Joshua nodded, leaning in and dropping his voice so no one could hear them. ‘I sent out feelers amongst the staff who work under these people. I got the impression that the general consensus is that the people in Dickheadson’s team are not on the straight and narrow. The pathologists aren’t that bothered with minute details, and the head technician isn’t very good at writing up reports or logging evidence accurately. He makes the newest member of his team do the paperwork and signs off on reports without reading them.’
Cheryl gritted her teeth. ‘I know the like. Just like fucking Payne.’
At Joshua’s raised eyebrow, Cheryl shook her head and gestured for him to continue.
‘The officers who were sent door to door to ask questions said they submitted their reports, but no one went back to ask any follow-up questions.’
Nina gulped down half her pint, the hope she’d clutched on to for the last few days waning. Aye, Cheryl and Joshua had uncovered a lot of evidence, enough to make her mind spin. Still… ‘All this is great, but at the end of the day, it’s our word against Dickheadson’s. And we need more to get to the mastermind.’

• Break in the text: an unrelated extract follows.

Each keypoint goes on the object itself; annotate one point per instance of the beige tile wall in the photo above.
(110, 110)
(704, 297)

‘Precisely.’ Cheryl pointed to the next page of her notes. ‘As luck would have it – luck for us, not the house owners – I had a house fire case on my desk. I asked my colleague PC Priti Singh – she’s as green as fucking Glasgow Green in spring – to create a list of recent cases where fire was involved.’
Robert blew out a breath. ‘That’s smart. Case files involving fire would have got you the file of the Walls Street arson-murder. And under PC Singh’s login.’
‘It’s not going to hold them off for long.’ Cheryl looked at Joshua. ‘We took the files to a retired technician. He worked with my boss when I first started. As a third party, he had the most interesting observations about the report.’
Joshua pulled up another page in the file. Angling it so they could all see, he began, ‘This is a photocopy of that file. And all the areas highlighted in yellow are iffy at best.’
Nina tilted her head, eyeing the report. She could see the problem very clearly. ‘All of it’s false?’
‘Insufficient to draw the conclusions this report asserts,’ Cheryl said. ‘First of all, the report suggests the fire was due to a gas leak, but the records from the gas company refute this claim. They, apparently, don’t supply gas to that building at all –the whole place went electric a couple of years ago. Besides, if it was a gas leak, it would have taken out not just the top and bottom floor but all the houses around as well because there would’ve been an explosion.’
Joshua turned the page. ‘And it was just a fire, which corroborates what the 999 caller and first responders reported.’
Nina reached out and intertwined her fingers with Robert’s. ‘So someone deliberately set the fire after I left?’
‘Aye.’ Cheryl huffed out a breath. ‘And there’s more.’
Once again, Joshua flipped the page. ‘The report then says they found signs of a single body, the remains so charred they couldn’t identify the gender. But the damage caused and the temperature of the fire wouldn’t have been intense enough to erase such evidence. Plus, every crime scene has a forensic photographer on site.’
Robert reached for the file. ‘Where are the photographs of the scene?’
‘Didn’t print them out.’ Cheryl stilled Robert’s hands. ‘Please, let me walk you through this. The images aren’t pretty, and certainly not for civilian eyes.’
Robert gave up and pushed the file back to Joshua.
Straightening out the papers, Joshua started again. ‘We saw the images though, and so did Cheryl’s techie contact. And we all agree: the remains are clearly male.’
‘And’ – Cheryl reached the end of the report – ‘they found blood on the floor. Some of it belonged to the dead male and the rest of it to a female. Within the debris, the report says, they found a partial ID they traced to Anne. Then, using the hair on Anne’s hairbrush, they matched the DNA profile to the blood.’
‘I don’t get it.’ Nina bit her lip. ‘If they could identify one body, what about Anne?’